Crescent Rovers
- Full name: Crescent Rovers Football Club
- Nickname: Rovers
- Founded: 1947
- Dissolved: 2019
- Ground: Wallington Sports & Social Club, Wallington
- Chairman: Patrick Critchfield
- 2019–20: Surrey South Eastern Combination Junior Division Three (season abandoned)
| Home colours |

= Crescent Rovers F.C. =

Association football club in England

Crescent Rovers Football Club was a football club based in Wallington, Greater London, England. The club played at Wallington Sports & Social Club.

==History==

The club was formed in 1947 by a group of ex-servicemen in the Whitehorse Manor area of Croydon. The club originally started playing friendlies and were then elected to join the Thornton Heath & District League. The club then made progress through the leagues, eventually joining the Surrey County Premier League for the 1998–99 season. They stayed in the Surrey County Premier league until the end of the 2002–03 season, when the Combined Counties League created a new Division One formed by clubs from the Surrey Premier League. During their time in Division one the club went on to win the Division one cup beating Bookham in the Final 2–1. The club remained in the Combined Counties division one until the end of the 2009–10 season when they elected to drop down to the Surrey Elite Intermediate League.

==Ground==

Crescent Rovers play their home games at Wallington Sports & Social Club, Mollison Drive, SM6 9BY.

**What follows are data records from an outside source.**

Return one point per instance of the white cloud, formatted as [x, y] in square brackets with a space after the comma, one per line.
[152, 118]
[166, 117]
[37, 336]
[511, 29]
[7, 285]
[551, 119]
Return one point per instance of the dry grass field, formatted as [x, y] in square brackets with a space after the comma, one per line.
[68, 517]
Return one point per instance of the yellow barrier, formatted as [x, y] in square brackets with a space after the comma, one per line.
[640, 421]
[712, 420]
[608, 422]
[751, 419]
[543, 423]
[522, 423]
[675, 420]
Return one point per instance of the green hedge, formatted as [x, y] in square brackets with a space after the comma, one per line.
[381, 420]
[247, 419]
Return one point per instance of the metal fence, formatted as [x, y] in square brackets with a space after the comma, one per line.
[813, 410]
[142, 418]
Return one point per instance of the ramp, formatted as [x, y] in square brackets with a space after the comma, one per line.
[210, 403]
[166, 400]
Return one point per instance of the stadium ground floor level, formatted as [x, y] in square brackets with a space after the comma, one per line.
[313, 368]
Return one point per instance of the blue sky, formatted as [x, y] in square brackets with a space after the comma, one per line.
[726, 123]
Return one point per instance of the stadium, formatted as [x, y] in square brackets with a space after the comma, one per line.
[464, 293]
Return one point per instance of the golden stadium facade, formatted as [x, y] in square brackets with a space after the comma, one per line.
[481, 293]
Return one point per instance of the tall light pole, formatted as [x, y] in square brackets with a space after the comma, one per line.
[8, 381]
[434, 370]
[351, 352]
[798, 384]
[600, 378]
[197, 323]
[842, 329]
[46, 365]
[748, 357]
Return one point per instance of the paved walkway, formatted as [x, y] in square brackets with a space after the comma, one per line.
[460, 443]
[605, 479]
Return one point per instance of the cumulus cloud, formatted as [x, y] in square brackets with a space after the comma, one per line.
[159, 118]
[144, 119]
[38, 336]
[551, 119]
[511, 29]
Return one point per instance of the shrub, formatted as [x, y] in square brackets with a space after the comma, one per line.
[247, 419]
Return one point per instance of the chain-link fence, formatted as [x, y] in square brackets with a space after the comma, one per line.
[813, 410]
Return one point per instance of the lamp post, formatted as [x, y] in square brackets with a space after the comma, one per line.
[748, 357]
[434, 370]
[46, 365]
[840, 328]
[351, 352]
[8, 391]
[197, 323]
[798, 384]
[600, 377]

The ground has neither permanent spectator facilities or floodlights, which makes them ineligible to take part in the FA Vase.

==Honours==

===League honours===
- Surrey South Eastern Combination Intermediate Division One:
  - Winners (1): 1997–98

===Cup honours===
- Combined Counties League Division One Cup:
  - Winners (1): 2004–05

==Records==

- Highest League Position: 7th in Combined Counties Division One 2004–05
- Highest Attendance: 55 in the 2009–10 season.